Report shows few Australians of all ages meeting physical activity guidelines
A new report from the Australian Institute of Health and Welfare (AIWH) reveals that, across all ages, few Australians meet recommended physical activity guidelines.
Released today, Physical activity across the life stages shows that, overall, only 30% of children aged between two and 17 years and 44% of adults meet guidelines that call for adults aged between 18 to 64 years to undertake at least 150 minutes of activity a week over five sessions and children/youth aged five to 17 years to be active for at least 60 minutes per day.
The Federal Government agency advise that children aged between two and five years were most likely to meet the guidelines (61%) while children aged 13 to 17 years were least likely to meet the guideline (7.9%).
Meeting the guideline decreased with increasing age for both children and adults, with among those aged between 18 and 64 years, fewer than one in four (24%) meet the strength-based activity guideline while less than one in five (19%) met both the physical and strength-based activity guidelines.
AIWH highlight that participating in regular physical activity and limiting the amount of time being sedentary can have significant health benefits - it reduces the risk of chronic conditions and other disease risk factors such as overweight and obesity, and also improves social and emotional health and wellbeing.
The Institute advise that “while there are many opportunities to be physically active every day, our social, environmental and cultural context - as well as the settings in which we live, work and play - are important determinants of physical activity participation.”
Physical activity across the life stages identifies that four in 10 adults reported “not enough time or too many other commitments” as the main barriers to participating in sport or recreational physical activities.
As age increased, “poor health” or injury was more frequently cited as the main barrier.
It also identified that participation rates varied across socioeconomic groups, particularly among adults, with those in the highest socioeconomic group more likely to meet physical activity guideline, compared with those in the lowest socioeconomic group.
Indigenous children were also more active than non-Indigenous children
Encouraging Australians to participate in more physical activity, Exercise and Sports Science Australia (ESSA) Chief Executive Anita Hobson-Powell commented “while opportunities exist to be physically active every day, our social and environmental settings in which we live, work and play can affect our participation levels and create barriers.”

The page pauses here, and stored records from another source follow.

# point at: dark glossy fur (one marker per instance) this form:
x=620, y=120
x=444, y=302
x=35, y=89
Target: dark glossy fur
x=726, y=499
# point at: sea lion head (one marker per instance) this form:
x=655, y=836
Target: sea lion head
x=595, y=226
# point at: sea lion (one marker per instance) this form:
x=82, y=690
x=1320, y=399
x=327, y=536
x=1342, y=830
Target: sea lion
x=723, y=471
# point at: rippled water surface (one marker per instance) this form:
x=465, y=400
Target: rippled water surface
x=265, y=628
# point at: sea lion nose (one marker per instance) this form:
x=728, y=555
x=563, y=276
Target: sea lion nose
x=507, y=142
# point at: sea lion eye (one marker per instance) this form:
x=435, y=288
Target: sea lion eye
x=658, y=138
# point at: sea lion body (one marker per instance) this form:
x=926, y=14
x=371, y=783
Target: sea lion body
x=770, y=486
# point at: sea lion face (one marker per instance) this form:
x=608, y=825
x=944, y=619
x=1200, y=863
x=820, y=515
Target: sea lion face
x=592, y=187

Commenting on screen-based activity as being an ongoing barrier for children meeting physical activity guidelines, Hobson-Powell added “although a high percentage of children are exceeding the recommended amount of screen-based activity time, adolescent boys aged 13 - 17 were the least likely to meet these guidelines.
“This is despite participation in physical activity being similar between adolescent boys and girls as 85% of 13 17 year old boys did not meet this guideline, compared with 74% of adolescent girls.”

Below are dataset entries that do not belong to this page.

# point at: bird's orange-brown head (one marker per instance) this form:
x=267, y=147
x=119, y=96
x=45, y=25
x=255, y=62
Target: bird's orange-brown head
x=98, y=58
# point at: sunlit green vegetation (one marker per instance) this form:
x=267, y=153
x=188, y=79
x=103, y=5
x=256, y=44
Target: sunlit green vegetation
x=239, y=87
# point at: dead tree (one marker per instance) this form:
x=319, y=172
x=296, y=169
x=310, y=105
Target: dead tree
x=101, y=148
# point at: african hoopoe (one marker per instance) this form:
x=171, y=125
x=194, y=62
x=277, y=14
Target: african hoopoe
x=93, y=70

Key statistics from the Physical activity across the life stages report include:
• 30% of children aged two to 17 years and 44% of adults aged 18 and over met the physical activity guideline.
• More Indigenous children aged five to 17 year met the physical activity guideline than non-Indigenous children aged five to 17.
• Six in 10 (60%) Australians aged 18 to 64 in the highest socioeconomic group met the physical activity guideline, compared to only 37% in the lowest socioeconomic group.
• 48% of adults aged 18 to 64 met the physical activity guideline and 24% met the strength-based activity guideline.
• One in four (25%) adults aged 65 and over did 30 minutes of physical activity on five or more days.
Physical activity across the life stages presents information on Australians’ physical and sedentary activity participation rates against the Guidelines. It presents information across different population groups, including by Indigenous status, remoteness, socioeconomic groups and sex, and considers the barriers to physical activity across the life stages.